Ancak Stalinist baskı arttıkça ve özellikle 1934 yılının aralık ayındaki Sergey Kirov suikastından sonra Gorki, Moskova’daki evinde bir çeşit hapis hayatı yaşamaya başlar. Hem oğlunun 1935’teki ani ölümü, hem de kendisinin 1936 yılındaki ölümü şüphelidir. 1938’de Buhaɾin’in mahkemesinde Gorki’nin NKVD başkanı Yagoda taɾafından öldüɾüldüğü itiɾaf edilmiştiɾ.

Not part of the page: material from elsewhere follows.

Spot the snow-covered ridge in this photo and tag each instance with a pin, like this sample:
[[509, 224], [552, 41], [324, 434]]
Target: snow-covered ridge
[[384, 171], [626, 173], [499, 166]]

Sosyalist Gerçeklik Gorki’nin görüşlerine göre şöyle tanımlanır: ‘Sosyalist gerçekçi sanatçı olmak, yalnızca bir sınıfın işçi ve emekçilerin savunucusu olmayı, onların mücadelesini, onların hayatını eksen almayı, onlarla düşünmeyi ve onların kurtuluşunu kendi kurtuluşu olarak görmeyi gerektirir. Sosyalist gerçekçiliğin amacı, eski dünya kalıntılarıyla mücadele ederek onların etkilerini ortadan kaldırmaktır. Ama temel görev, yaşamı sosyalist ve devrimci bakış açısıyla tanımaktır. Sanat toplum için yapılır.’
Atölye’de incelediğimiz kitap, Gorki’nin ‘Çocukluğum, İnsanlar Arasında ve Benim Üniversitelerim’den oluşan ünlü otobiyografik üçlemesinin ikinci kitabıdır.
Kitapta Gorki kendi hayatından yola çıkarak yirminci yüzyılın başında Rusya’nın gergin, zorlu toplumsal hayatını, bir çocuğun gözünden, son derece yalın bir dille anlatır. Büyük kentlerin uzağında, dünyaları küçük, hayata yönelik talepleri ve ihtiyaçları sınırlı, basit, dini inanç ile batıl inancın karışımı bir tutuculuk zemininde ayakta durmak için çalışan bu insanların arasında var olma ve oradan çıkışın öyküsünü anlatır.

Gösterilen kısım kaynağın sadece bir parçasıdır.